Emerging as a distinct management discipline in the early 1990s, it has now become one of the hottest topics of discussion in the management community worldwide.
So what is the extent of KM adoption in Australia?
“Common to all such initiatives, be they referred to as KM or not, is a desire by organisations to embrace a more concerted effort to restructure their internal procedures and practices to survive and thrive in a knowledge driven economy,” he said.
“Australian organisations employ a range of management strategies such as total quality management and the measurement of intellectual and human capital, each of which are modes of KM. However, when these practices are drawn together to achieve a coherency supporting communities of knowledge within the organisation, this is KM. In this sense, the practice of KM in Australia is widespread.”
Indeed, a report released by the OECD in 2001 entitled The New Economy: Beyond the Hype indicated that Australia was ranked third in the world in the adoption of KM practice.
“This puts Australia at the forefront of KM practice world-wide,” Professor Clarke said.
“This is unsurprising, for the innovative nature of Australian enterprise that underpinned its rapid adoption of information technologies has now led to a similar exploration and acceptance of KM practices.”
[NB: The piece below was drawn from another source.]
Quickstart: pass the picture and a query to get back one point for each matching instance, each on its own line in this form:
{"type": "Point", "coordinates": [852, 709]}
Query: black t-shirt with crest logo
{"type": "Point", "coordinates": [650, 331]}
However, Professor Clarke warned that the development and implementation of KM in Australian organisations was unlikely to proceed without experiencing some difficulties.
He agreed that the ‘bandwagon effect’, commonly associated with other emerging technologies and practices, had emerged to be problem for KM as well.
“Once a good idea like KM develops, the consultants move in and the hype begins,” Professor Clarke said.
“This often results in organisations jumping on the bandwagon, buying into so-called KM products and services without due consideration as to how these will impact upon their key functional stategies and operations.
“Consequently, when these often costly changes and investments fail to return a financial or operational benefit, KM stands to get a bad name.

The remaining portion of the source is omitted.